Considerações finais
As poucas reflexões encontradas neste trabalho procuraram enfatizar a) a
importância da educação dos surdos ser efetivada em Língua de Sinais; b) a necessidade
de utilização de materiais e métodos específicos para o atendimento às necessidades
educacionais do surdo; c) a importância do uso de estratégias visuais (Reily, 2003) na
produção de conhecimento pelo grupo de alunos surdos considerando não só as
demandas atuais dos novos letramentos como a necessidade de nos afastarmos de uma
visão grafocêntrica que privilegia a escrita em detrimento de outras linguagens, e, por
fim; d) a relevância de desenvolvermos estudos que destaquem a visualidade no
processo de cognição humana, em particular para o ensino e aprendizagem dos surdos.

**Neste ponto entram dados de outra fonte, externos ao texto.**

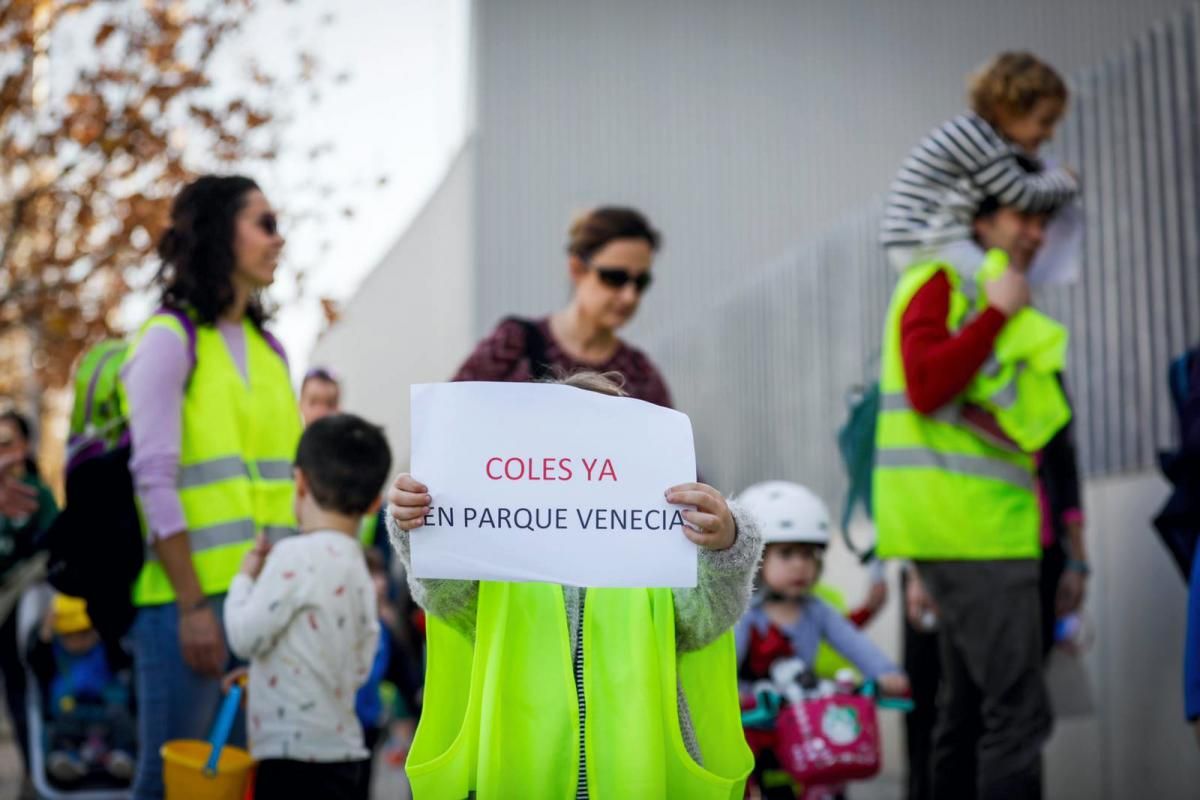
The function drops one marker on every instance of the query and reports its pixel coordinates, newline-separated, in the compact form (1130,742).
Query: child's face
(792,569)
(1035,128)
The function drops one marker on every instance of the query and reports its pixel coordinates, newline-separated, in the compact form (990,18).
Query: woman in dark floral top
(610,254)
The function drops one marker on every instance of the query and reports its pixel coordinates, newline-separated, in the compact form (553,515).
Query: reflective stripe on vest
(501,716)
(238,445)
(941,489)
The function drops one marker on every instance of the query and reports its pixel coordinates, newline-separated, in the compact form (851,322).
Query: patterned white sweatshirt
(309,626)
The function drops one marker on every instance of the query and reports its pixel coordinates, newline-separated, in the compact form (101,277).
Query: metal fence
(765,373)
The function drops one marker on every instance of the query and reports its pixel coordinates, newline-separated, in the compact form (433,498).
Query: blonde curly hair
(1011,84)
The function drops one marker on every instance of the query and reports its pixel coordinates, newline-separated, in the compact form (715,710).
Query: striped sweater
(945,179)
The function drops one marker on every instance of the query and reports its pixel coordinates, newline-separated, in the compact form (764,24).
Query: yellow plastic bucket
(183,771)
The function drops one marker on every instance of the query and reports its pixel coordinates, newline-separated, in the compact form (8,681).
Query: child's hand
(234,677)
(1009,293)
(408,501)
(256,557)
(894,685)
(711,524)
(238,675)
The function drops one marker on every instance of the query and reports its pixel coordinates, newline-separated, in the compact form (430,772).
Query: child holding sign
(541,690)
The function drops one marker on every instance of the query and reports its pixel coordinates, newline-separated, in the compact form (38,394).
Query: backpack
(1179,521)
(856,444)
(96,546)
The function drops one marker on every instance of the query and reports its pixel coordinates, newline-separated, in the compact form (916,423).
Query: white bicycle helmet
(787,512)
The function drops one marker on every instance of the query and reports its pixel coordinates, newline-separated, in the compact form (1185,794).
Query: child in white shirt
(304,614)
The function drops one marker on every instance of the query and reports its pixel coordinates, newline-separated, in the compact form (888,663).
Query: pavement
(388,782)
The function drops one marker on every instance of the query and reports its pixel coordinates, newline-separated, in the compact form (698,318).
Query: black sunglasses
(617,277)
(269,223)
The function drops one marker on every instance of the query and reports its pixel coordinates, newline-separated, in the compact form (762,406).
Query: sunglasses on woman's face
(617,277)
(269,223)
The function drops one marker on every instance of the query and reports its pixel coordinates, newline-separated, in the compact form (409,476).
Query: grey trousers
(994,713)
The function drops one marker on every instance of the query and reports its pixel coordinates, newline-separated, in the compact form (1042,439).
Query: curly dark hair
(197,248)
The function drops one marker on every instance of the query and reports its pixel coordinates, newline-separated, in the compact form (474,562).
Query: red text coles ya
(498,468)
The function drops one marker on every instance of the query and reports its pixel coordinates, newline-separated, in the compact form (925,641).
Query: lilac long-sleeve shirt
(155,379)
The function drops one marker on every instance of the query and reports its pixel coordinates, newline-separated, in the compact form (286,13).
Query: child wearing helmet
(785,618)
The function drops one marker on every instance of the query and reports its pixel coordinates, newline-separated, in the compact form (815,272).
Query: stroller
(30,612)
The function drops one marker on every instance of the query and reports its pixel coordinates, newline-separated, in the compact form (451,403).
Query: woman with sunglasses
(214,425)
(610,252)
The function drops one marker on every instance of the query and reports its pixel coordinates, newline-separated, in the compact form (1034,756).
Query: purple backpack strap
(275,344)
(189,328)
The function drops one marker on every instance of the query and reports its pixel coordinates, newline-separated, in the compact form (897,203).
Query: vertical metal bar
(1105,271)
(1157,251)
(1187,29)
(1144,305)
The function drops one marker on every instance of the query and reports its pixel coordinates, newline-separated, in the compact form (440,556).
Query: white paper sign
(1059,259)
(547,482)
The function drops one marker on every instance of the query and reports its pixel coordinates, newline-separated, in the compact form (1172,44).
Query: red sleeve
(497,356)
(939,365)
(861,617)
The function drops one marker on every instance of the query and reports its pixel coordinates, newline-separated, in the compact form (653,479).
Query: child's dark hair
(346,462)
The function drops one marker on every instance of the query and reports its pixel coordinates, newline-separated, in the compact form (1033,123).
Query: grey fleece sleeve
(453,601)
(723,589)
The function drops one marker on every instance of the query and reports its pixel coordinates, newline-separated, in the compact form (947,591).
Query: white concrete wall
(743,128)
(1135,744)
(411,320)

Destacamos ainda a relevância da participação dos surdos durante as fases de
análise de materiais disponíveis no mercado e durante os processos de tradução e
adaptação dos jogos eletrônicos. Também destacamos a necessidade de proporcionar às
crianças surdas o contato com processos e produtos elaborados e/ou orientados por
grupos de surdos, como teatro, brinquedos, poesia visual, literatura em língua de sinais,
tecnologia, jogos eletrônicos, etc. Acreditamos que estas discussões oferecem
contribuições para a área da cognição humana, para a percepção da importância da
imagem no processo de ensino e aprendizagem, na formação de professores quanto para
a área de educação bilíngüe para surdos.